Two Indonesian women are making a difference for the visually and hearing impaired.
Aisyah Widya Nur Shadrina and Savitri Nurhayati were both part of Apple Developer Academy, a broad suite of resources the tech giant provides to support the global developer community.
Both women designed their apps through the guidance of the academy. Click on the names of the apps to download them on your iOS devices.
23-year-old Shadrina and her all-women team used the front-facing camera and machine learning on iPhone to create Hearo.
The iOS app is capable of translating sign language into voice and text, providing a more seamless way to communicate with friends who are deaf.
“We were inspired after we met people with hearing impairment. At that time we had difficulty communicating with them, because they preferred to communicate using sign language, but none of my team members understood sign language. So the only thing we could do to communicate with them was to write down what we wanted to say, and this took a long time,” Shadrina told Mashable Southeast Asia.
Her team realized that it was important to create a tool that could help those hearing impaired to communicate with people who have the ability to hear, and help to build a more inclusive communication.
Shadrina did a lot of research to figure out the best technology that could detect sign language.
“We finally got the solution to use object detection for our first version and later we would implement vision framework in order to make it more accurate in detecting sign language,” the Jakarta-born said.
Due to this, Shadrina said the hearing Impaired community has been really supportive towards the Hearo app.
“They helped us to share the app even without us asking them. The community also share their thoughts about Hearo, and they said that the app is really useful and hope that the Hearo team can improve the accuracy of sign language detection.”
Savitri Nurhayati, on the other hand, founded Teman Netra, an app that fosters independence for the Indonesian visually-impaired community.
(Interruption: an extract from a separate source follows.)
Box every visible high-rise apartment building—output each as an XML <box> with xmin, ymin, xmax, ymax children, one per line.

It does that by using the iPhone camera and machine learning to help scan and read text on letters, food labels, restaurant menus and currency.
“Teman Netra was greatly inspired by how the visually impaired struggle to do daily chores that include reading. There was a particular interviewee who shared a funny yet sad experience while doing grocery shopping. He bought what he thought was a shampoo refill, only to find out at home that it was a floor cleaning soap. The packaging of the two items were exactly the same,” Nurhayati said to Mashable Southeast Asia.
“Had he been able to read, he would not have gotten the wrong item. Incidents like this are common, because a lot of products have similar packaging, and the only way to differentiate the products are by reading the labels.”
Nurhayati said the interviewee was trying to shop independently because he did not want to burden anyone to keep him company.
“But as you can see, it is almost impossible for the visually impaired to do so without asking for help. This motivated us to empower those with visual impairment with the ability to read texts through our app so they can do most readings independently.”
The major challenge for her team was to design the optimal UX for their users.
“As sighted individuals, we could only assume what UX flow would be best for our target users. When we presented our first few prototypes to our visually impaired users during user testing, most of them found the app hard to navigate and use.”
Through their feedback and insights, the Teman Netra team managed to improve their UX gradually. After countless sessions of User Testing, their app underwent many iterations until they finally had the ideal UX flow that most users were comfortable with.
“User testing itself was a challenge to us at first because our users could not see the app, hence we had to conduct the user testing differently than if we were to design an app for sighted users. We had to instruct them to scan texts and money without guiding them too much.”
The team came up with the idea to use a scoring rubric for each step so they could analyze which part of the flow needed improvement.
“We encouraged our users to think out loud, saying what was on their minds so we could understand their perspectives. We also recorded every user testing session so we could reflect back and redesign a certain flow.”
Turns out, there are thousands more developers that Apple is assisting to produce apps that are beneficial to the society and impacted community groups.
The first Apple Developer Academy opened in Brazil in 2013, with the goal of providing the tools and training for aspiring entrepreneurs, developers, and designers to find and create jobs in the thriving iOS app economy. Since then, the company has opened more than a dozen academies across the world with two more on the way: one in Korea, and one in Detroit, Michigan, the first-ever U.S. location.
The new academy programs in Detroit and Korea will join more than a dozen other sites in Brazil, Indonesia, and Italy where participants will learn the fundamentals of coding as well as core professional competencies, design, and marketing, ensuring graduates have the full suite of skills needed to contribute to their local business communities.
“The program has empowered students around the world with app development and entrepreneurial training, many of whom have gone on to start their own businesses, create and sell apps on the App Store, and give back to their communities,” the press statement from Apple reads.
Apple’s annual Worldwide Developers Conference (WWDC) will take place June 7 through 11, in an all-online format. It will feature hundreds of sessions for developers of all ages and backgrounds — including hundreds of current and former Apple Developer Academy students — to learn about the new technologies, tools, and frameworks they rely on to build innovative and platform-differentiating apps and games.